La mélodie des briques
  • C’est à la fin du quatrième que Poatan finit par emballer le bébé, dans une séquence de finish violente et virtuose. Face à un Roundtree jr qui refuse de baisser les bras même quand il ne parvient plus à les lever, Pereira « entre dans la matrice » : esquive arrière avec le buste, remise en crochet, genou… Sous nos yeux, l’insubmersible Brésilien prend la forme de l’eau et élargit sa palette comme un super Saiyen qui découvre ses cheveux jaunes. Khalil lui continue d’essayer, envers et contre tous les chaudrons qu’il encaisse plein pot. C’est comme de regarder l’arbre de Pandora résister à son écroulement, jusqu’à un enchaînement de crochet au corps qui vient (enfin) à bout de la résistance héroïque du pensionnaire du Syndicate MMA. Alex Pereira, c’est le méchant que Jean-Claude Van Damme se félicite de ne jamais avoir rencontré dans ses films : le monstre qui joue avec ses adversaires comme un chat, et leur donne l’impression qu’ils peuvent gagner avant de les empaler comme Tong Po. En attendant de se faire sérieusement tester par le grappling de Magomed Ankalaev, le striking de Pereira est d’ores et déjà assure d’entrer dans la légende de l’UFC.
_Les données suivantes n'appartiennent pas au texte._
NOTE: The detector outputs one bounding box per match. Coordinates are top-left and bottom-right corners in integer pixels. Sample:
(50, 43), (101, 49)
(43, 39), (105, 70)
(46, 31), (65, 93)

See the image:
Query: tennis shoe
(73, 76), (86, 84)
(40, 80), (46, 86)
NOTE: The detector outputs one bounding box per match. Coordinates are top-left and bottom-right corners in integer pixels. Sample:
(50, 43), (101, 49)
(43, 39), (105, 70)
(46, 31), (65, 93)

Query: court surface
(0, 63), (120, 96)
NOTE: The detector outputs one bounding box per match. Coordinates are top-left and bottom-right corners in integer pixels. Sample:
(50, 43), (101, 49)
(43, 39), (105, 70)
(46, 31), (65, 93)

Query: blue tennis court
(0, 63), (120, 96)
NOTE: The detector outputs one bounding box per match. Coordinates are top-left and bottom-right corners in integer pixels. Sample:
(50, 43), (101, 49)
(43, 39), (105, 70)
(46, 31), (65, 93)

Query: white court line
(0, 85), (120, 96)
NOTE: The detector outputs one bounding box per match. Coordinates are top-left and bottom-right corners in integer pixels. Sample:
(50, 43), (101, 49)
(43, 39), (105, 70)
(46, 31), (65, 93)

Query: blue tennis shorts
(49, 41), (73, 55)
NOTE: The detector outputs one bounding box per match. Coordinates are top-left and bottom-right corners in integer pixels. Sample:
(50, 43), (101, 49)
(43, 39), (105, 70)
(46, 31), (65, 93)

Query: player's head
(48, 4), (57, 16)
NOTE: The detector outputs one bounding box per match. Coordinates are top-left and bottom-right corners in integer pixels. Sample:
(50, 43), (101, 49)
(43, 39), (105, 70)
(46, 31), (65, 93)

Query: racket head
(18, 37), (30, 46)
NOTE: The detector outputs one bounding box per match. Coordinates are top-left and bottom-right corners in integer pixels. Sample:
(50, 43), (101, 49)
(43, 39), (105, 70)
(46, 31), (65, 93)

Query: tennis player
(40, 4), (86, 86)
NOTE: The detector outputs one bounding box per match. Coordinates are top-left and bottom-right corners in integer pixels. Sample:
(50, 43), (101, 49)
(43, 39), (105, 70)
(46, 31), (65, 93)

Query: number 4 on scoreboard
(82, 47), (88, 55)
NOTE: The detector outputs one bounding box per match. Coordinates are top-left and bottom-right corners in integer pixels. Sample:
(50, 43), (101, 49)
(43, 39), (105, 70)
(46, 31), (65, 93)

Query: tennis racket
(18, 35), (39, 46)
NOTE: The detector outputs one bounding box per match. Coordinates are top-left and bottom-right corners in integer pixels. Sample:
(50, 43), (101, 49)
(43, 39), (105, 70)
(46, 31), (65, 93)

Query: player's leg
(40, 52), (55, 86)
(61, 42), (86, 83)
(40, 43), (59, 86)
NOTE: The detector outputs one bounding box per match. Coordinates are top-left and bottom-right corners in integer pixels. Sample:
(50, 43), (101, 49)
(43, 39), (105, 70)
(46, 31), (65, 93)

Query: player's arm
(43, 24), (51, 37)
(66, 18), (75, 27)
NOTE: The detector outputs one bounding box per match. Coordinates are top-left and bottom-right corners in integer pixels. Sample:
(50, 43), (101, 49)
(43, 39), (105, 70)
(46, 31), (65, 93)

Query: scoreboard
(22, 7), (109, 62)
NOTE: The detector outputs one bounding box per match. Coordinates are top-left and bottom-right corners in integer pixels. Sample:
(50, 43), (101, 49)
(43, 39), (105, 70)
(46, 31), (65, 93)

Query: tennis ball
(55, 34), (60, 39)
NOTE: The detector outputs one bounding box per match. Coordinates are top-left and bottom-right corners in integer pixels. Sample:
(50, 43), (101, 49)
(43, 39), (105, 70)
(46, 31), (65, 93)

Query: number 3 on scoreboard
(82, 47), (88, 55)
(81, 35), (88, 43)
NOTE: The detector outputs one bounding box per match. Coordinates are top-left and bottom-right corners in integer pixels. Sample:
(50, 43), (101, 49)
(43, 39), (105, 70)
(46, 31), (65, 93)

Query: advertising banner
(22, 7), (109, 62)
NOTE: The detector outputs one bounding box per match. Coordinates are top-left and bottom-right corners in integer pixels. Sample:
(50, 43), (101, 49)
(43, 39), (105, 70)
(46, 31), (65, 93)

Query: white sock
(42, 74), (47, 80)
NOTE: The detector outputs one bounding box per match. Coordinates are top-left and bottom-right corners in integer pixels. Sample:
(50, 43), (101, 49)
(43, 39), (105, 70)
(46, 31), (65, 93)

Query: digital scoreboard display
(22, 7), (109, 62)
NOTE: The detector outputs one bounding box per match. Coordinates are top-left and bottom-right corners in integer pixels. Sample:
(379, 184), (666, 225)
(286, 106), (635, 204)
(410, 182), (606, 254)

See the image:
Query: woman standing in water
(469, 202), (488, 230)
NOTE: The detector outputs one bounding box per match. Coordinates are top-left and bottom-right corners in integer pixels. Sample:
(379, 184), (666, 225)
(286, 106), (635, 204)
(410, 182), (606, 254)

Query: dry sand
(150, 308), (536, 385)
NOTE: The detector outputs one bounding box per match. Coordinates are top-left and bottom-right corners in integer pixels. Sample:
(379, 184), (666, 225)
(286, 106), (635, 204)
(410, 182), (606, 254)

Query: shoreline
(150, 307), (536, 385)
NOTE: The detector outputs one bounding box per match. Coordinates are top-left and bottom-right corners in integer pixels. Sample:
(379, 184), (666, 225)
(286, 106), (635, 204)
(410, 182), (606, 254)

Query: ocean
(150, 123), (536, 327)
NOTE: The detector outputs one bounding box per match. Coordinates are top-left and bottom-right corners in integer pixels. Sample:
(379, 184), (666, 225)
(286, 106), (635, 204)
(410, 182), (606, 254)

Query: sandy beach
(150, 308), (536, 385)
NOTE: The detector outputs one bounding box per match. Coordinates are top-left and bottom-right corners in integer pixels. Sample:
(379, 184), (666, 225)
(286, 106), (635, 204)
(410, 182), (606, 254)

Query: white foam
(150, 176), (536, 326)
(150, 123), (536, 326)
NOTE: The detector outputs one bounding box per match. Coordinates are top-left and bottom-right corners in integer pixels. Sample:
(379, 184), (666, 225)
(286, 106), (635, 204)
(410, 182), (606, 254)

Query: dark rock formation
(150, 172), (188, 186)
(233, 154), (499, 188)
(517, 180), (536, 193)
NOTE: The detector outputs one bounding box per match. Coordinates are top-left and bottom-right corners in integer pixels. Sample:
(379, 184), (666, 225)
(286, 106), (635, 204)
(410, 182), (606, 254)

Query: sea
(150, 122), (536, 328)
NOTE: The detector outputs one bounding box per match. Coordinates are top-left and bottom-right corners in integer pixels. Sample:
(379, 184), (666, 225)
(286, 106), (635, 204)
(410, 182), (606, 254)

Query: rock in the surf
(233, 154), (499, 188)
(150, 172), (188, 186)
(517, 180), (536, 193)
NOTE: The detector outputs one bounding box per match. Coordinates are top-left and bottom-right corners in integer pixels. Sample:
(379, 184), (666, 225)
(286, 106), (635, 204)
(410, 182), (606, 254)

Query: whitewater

  • Quelques mots quand même pour la légende José Aldo, qui a une nouvelle fois démontré que l’âge n’est qu’un nombre, et que du haut de ses 38 ans il pouvait continuer à inspirer ses (con)frères d’armes. Notamment en termes de défense de lutte pour striker de vocation contre Mario Bautista, certes « seulement » 11ème de la caté, mais grappler tacticien bien décidé à garder coller l’ancien roi des batamweights contre la cage et temporiser le combat. Ce qui a fonctionné, dans une certaine mesure, mais jamais sur la longueur d’un round, et pas assez pour épuiser Aldo et l’emmener au sol. « Scarface » accusait le coup, puis reprenait l’initiative dans un pieds-poings au tranchant absolument pas entamé par ses 38 ans. Largement suffisant pour emporter la décision, mais manifestement deux juges (qui n’étaient plus à une sortie de route près) ont décidé le contraire. La vie continue, mais pour Aldo l’horloge continue de tourner : on adorerait le voir tenter un dernier run jusqu’au titre, pour une revanche contre Merab Dvalishvili. Pour rappel, si leur précédente confrontation avait tourné à l’avantage du Géorgien, jamais il n’avait réussi à emmener Aldo au sol, en dépit de toutes ses tentatives – Sean O’Malley est loin de pouvoir en dire autant.  Once more into the fray.